Combreux : descriptif
- Combreux
Combreux est une commune française située dans le département du Loiret en région Centre-Val de Loire.
Géographie
Localisation
La commune de Combreux se trouve dans le centre du département du Loiret, dans la région agricole de l'Orléanais et l'aire urbaine d'Orléans. À vol d'oiseau, elle se situe à 30,2 km d'Orléans, préfecture du département, et à 11,8 km de Châteauneuf-sur-Loire, ancien chef-lieu du canton dont dépendait la commune avant mars 2015. La commune fait partie du bassin de vie de Bellegarde - Quiers-sur-Bézonde dont elle est éloignée de 10,9 km.
Les communes les plus proches sont : Seichebrières (2,9 km), Sury-aux-Bois (2,9 km), Vitry-aux-Loges (3,3 km), Nesploy (6,1 km), Nibelle (7,5 km), Ingrannes (7,9 km), Châtenoy (8,1 km), Sully-la-Chapelle (9,4 km), Montliard (9,8 km) et Boiscommun (10,6 km).
Lieux-dits et écarts
- les Vieux Fours - les Bocquessons - Maison Neuve.
Géologie et relief
Géologie
La commune se situe dans le sud du Bassin parisien, le plus grand des trois bassins sédimentaires français. Cette vaste dépression, occupée dans le passé par des mers peu profondes et des lacs, a été comblée, au fur et à mesure que son socle s'affaissait, par des sables et des argiles, issus de l'érosion des reliefs alentours, ainsi que des calcaires d'origine biologique, formant ainsi une succession de couches géologiques.

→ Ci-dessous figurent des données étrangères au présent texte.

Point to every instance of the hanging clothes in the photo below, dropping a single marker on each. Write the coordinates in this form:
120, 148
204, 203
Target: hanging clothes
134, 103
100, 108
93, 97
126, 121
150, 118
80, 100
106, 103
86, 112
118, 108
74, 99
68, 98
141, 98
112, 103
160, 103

Les couches affleurantes sur le territoire communal sont constituées de formations superficielles du Quaternaire et de roches sédimentaires datant du Cénozoïque, l'ère géologique la plus récente sur l'échelle des temps géologiques, débutant il y a 66 millions d'années. La formation la plus ancienne est des alluvions de très haute terrasse de la Loire remontant à l'époque Pléistocène de la période Quaternaire. La formation la plus récente est des sables de la Puisaye remontant à la période Crétacé. Le descriptif de ces couches est détaillé dans la feuille « n°364 - Bellegarde-du-Loiret » de la carte géologique au 1/50 000ème du département du Loiret et sa notice associée.
| Ère | Période | Époque | Formations géologiques | ||||||
|---|---|---|---|---|---|---|---|---|---|
| Cénozoïque (0 - 66.0) |
Quaternaire (0 - 2.58) |
Holocène |
| ||||||
| Pléistocène |
| ||||||||
| Néogène (2.58 - 23.03) |
Pliocène | non présent | |||||||
| Miocène |
| ||||||||
| Paléogène (23.03 - 66.0) |
Oligocène | non présent | |||||||
| Éocène | non présent | ||||||||
| Paléocène | non présent |
Relief
La superficie cadastrale de la commune publiée par l'Insee, qui sert de références dans toutes les statistiques, est de 12,67 km2. La superficie géographique, issue de la BD Topo, composante du Référentiel à grande échelle produit par l'IGN, est quant à elle de 12,8 km2. Son relief est relativement plat puisque la dénivelée maximale atteint 32 mètres. L'altitude du territoire varie entre 115 m et 147 m.
Hydrographie
La commune est traversée par le Canal d'Orléans (4,413 km). Le réseau hydrographique communal, d'une longueur totale de 23,54 km, comprend également divers petits cours d'eau dont le fossé 01 du Bourg Neuf (0,473 km).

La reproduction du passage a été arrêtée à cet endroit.